I have some C structs like

struct list_t {
    struct list_t *next;
    struct list_t *prev;
}

struct object_t {
    int data;
    int more_data;
    struct list_t list;
}

The idea is that you can represent a list of objects by pointing next and prev at the list field of other object_ts. To recover a pointer to the object, you then have to subtract the offset of list from the start of object_t. In C you would use offsetof to do this. Is there an equivalent way to do this in Rust?

Since the C abi is stable and well defined, Rust could give me this information. Whether there is a way to get it or not is another matter.

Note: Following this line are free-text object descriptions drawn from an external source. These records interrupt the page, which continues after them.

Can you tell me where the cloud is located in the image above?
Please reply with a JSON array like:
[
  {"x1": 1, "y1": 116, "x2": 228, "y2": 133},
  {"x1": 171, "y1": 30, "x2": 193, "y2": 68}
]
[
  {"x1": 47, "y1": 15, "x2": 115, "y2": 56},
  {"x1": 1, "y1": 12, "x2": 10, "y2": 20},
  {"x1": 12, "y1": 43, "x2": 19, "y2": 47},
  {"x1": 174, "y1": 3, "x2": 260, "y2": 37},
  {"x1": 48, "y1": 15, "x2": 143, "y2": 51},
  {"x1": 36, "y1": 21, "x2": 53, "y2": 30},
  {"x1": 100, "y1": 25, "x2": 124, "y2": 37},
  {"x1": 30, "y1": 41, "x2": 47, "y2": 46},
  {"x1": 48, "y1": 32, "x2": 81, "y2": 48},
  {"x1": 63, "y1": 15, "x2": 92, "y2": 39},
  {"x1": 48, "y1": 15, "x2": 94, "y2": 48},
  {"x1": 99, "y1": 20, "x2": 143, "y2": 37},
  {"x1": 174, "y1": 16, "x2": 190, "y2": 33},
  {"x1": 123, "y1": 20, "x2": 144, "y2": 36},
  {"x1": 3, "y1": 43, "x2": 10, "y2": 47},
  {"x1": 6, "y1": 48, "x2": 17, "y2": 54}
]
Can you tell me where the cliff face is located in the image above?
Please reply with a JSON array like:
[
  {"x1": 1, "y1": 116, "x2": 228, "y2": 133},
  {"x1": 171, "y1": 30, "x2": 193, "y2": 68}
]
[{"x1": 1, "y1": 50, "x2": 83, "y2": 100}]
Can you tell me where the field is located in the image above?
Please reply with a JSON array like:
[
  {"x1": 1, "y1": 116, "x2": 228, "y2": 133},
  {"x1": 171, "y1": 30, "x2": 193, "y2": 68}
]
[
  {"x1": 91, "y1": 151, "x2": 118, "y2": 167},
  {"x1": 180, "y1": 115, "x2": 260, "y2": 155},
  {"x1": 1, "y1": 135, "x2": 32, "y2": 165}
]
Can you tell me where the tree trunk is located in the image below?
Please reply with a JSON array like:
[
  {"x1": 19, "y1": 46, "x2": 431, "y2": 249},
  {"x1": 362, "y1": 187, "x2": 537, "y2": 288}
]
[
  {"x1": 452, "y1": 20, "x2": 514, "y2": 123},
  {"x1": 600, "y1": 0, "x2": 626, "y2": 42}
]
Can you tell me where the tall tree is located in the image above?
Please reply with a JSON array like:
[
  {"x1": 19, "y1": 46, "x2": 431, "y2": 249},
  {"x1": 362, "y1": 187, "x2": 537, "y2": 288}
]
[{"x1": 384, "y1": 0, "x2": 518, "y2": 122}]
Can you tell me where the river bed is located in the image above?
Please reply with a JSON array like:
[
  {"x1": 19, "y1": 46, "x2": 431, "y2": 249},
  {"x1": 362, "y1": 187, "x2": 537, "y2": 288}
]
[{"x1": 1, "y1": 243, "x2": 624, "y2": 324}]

EDIT Worth noting some features of the above linked list

  • Doubly linked.
  • Circular (no beginning and end), although you could use a null pointer if you did want a beginning/end.

The approach I'm going to take for now is to hard-code the offsets.

There isn't really any way to get the offsets besides constructing a raw pointer to each, casting to usize, and subtracting them from each other. Would it not be simpler to have list_t store pointers directly to the object_t, rather than to its third field?

1 Like

Isn't it undefined behavior in Rust to access the int data field using a list_t pointer?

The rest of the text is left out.